In vitro P. falciparum iRBC components are recognized by malaria-naïve γδ T cells, neutrophils, monocytes and dendritic cells, initiating an innate immune response. Specifically, parasite antigens, including HMB-PP, can stimulate γδ T cells to secrete IFNγ, TNF, MIP-1α/CCL3 and MIP-1β/CCL4 [65], which can activate neutrophils, monocytes and dendritic cells, thereby augmenting phagocytosis, as well as antigen presentation, and the secretion of inflammatory cytokines and chemokines by monocytes and dendritic cells. The secretion of IL-12p70 and IL-18 by monocytes in response to PfRNA also leads to the activation of NK cells a major source of IFNγ secretion during malaria infections that potentiates the activation of the immune response [118]. The innate response is also capable of sufficient antigen presentation and co-stimulation to initiate an adaptive response by activating CD4+ T cells that secrete IFNγ and TNFα in response to P. falciparum antigens [147].

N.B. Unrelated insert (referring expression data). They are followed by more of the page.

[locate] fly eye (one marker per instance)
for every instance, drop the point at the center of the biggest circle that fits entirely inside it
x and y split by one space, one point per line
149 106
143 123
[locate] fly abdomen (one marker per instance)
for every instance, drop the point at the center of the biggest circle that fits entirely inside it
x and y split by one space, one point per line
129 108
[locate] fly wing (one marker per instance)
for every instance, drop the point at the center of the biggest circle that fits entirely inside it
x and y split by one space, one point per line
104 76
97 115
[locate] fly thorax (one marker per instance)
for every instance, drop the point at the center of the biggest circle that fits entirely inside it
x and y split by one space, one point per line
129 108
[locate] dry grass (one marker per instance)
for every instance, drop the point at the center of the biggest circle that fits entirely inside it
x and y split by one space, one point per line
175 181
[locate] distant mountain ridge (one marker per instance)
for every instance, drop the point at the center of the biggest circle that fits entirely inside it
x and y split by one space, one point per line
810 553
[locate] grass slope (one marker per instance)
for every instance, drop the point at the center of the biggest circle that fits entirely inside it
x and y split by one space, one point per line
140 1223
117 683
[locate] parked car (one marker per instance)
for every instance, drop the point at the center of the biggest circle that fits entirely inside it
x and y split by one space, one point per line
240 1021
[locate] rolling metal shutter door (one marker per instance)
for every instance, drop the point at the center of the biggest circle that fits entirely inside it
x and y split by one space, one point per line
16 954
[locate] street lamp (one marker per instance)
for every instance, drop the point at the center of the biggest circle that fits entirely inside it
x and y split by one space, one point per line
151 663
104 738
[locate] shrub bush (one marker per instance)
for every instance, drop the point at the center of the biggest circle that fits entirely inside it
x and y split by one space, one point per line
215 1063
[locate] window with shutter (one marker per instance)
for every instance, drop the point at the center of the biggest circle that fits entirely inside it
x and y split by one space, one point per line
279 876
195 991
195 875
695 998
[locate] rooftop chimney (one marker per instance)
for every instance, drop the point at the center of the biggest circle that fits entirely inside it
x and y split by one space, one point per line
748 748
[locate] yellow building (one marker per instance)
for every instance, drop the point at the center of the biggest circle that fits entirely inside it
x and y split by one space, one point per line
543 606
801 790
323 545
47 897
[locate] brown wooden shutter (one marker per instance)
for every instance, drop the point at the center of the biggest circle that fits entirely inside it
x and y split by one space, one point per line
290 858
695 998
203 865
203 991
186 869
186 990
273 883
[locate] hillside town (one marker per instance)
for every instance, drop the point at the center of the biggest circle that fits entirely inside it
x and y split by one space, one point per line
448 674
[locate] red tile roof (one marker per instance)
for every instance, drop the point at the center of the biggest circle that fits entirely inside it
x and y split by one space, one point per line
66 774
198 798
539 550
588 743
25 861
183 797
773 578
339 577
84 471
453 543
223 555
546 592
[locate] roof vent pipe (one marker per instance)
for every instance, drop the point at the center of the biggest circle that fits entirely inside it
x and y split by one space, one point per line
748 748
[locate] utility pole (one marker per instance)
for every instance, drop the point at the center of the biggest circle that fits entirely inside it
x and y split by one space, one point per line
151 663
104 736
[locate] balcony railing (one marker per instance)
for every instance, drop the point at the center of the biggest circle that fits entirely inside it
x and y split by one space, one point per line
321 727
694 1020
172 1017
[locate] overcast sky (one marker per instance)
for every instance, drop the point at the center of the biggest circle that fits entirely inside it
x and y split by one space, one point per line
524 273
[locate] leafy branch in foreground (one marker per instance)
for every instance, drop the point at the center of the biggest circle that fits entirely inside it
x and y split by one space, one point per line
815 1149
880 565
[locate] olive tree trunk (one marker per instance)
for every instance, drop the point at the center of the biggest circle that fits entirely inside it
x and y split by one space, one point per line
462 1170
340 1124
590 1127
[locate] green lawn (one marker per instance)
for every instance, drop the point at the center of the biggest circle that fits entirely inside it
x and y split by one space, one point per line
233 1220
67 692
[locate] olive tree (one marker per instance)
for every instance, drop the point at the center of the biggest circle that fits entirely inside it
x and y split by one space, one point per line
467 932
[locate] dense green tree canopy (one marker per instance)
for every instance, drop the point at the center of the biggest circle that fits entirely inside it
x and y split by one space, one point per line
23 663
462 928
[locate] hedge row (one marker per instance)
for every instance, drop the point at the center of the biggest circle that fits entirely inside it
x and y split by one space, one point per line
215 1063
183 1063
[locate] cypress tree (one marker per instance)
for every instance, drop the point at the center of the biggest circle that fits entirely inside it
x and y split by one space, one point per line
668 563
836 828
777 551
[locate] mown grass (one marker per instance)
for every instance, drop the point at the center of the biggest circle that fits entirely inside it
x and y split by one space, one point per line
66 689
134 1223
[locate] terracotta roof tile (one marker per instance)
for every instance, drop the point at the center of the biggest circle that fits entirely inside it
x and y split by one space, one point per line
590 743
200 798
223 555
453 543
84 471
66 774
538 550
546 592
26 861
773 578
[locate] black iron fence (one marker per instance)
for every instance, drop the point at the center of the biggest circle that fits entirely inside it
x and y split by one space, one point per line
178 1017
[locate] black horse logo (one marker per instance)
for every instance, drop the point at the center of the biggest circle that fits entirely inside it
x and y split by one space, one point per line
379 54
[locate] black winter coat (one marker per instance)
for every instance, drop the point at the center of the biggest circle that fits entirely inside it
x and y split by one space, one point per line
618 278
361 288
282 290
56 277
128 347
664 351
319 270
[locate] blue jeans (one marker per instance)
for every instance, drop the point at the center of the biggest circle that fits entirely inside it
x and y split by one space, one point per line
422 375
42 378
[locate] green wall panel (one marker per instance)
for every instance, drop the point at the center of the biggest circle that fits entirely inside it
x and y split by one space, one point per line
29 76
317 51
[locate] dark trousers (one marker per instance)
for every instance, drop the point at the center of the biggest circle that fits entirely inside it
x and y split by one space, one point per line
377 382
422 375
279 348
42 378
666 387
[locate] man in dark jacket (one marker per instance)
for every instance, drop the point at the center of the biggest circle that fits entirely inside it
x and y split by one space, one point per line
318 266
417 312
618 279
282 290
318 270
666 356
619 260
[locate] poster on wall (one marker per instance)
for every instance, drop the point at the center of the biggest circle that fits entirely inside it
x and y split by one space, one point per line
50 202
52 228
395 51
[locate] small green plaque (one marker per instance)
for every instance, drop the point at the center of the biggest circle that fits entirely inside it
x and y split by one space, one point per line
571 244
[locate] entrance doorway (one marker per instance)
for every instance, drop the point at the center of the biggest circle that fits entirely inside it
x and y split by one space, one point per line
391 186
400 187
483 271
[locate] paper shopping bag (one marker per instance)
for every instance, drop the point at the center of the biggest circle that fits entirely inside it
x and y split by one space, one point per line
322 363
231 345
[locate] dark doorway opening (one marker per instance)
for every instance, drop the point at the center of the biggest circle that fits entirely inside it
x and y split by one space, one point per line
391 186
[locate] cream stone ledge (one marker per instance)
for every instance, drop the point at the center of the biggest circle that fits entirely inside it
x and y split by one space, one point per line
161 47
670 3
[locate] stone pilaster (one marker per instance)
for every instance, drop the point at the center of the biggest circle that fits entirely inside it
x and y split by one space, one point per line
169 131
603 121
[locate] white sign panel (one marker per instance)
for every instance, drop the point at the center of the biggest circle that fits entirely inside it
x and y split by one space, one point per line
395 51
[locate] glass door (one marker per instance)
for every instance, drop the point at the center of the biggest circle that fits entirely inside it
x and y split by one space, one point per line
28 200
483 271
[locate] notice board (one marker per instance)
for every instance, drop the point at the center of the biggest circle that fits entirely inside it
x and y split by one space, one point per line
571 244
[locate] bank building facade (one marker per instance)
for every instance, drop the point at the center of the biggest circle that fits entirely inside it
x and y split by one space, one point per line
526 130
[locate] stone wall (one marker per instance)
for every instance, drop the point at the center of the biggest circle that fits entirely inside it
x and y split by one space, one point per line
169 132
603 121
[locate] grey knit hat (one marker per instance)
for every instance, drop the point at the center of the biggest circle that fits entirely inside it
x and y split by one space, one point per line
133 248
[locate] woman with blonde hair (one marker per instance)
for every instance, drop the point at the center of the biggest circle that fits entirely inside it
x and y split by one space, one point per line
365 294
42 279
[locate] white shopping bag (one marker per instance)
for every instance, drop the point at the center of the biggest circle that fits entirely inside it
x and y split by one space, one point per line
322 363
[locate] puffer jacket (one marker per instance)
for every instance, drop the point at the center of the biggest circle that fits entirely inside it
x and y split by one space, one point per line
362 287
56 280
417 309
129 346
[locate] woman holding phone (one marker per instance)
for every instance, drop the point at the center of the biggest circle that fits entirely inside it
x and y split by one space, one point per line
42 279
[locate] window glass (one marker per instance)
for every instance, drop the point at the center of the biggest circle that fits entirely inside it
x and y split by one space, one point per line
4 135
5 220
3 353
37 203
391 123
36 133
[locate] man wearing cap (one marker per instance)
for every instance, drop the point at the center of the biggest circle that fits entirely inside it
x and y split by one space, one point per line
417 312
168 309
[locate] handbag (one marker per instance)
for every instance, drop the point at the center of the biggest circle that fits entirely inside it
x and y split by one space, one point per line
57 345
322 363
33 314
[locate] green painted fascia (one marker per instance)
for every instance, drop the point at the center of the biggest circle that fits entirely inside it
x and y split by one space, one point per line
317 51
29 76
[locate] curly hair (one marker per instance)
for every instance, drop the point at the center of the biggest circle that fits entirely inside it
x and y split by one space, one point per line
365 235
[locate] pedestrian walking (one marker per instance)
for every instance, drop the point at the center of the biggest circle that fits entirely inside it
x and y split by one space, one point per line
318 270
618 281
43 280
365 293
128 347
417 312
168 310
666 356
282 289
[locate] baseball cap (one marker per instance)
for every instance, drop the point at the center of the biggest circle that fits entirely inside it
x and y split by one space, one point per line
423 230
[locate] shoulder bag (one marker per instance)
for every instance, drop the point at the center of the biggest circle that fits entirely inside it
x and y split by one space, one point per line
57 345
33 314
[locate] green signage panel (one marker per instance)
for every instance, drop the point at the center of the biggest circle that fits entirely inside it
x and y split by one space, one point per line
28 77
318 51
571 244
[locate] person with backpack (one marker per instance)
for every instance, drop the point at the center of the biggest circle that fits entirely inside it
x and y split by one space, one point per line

In vivo during a CHMI, the innate response is more variable. The majority of naïve subjects respond to blood-stage infection with the secretion of IFNγ by γδ T cells and NK cells, as well as αβ T cells and levels of IFNγ continue to increase for a week after treatment [51,65]. Just after IFNγ levels begin to rise, different subjects expressed different levels of TNFα, IL-6, IL-10, IL-12p70, and BAFF production [46,49]. The reason for this variation remains unclear due to the limited number of cell types analyzed for cytokine expression. Recent advances, such as single cell sequencing [131], should allow additional discrimination of the transcription profiles of the cells associated with these individualized responses to parasites. The use of CHMI to compare the responses of malaria-naïve and experienced subjects over the course of the infection should also shed light on specific responses that correlate with clinical protection and allow the design of strategies to reproduce these protective responses in naïve individuals.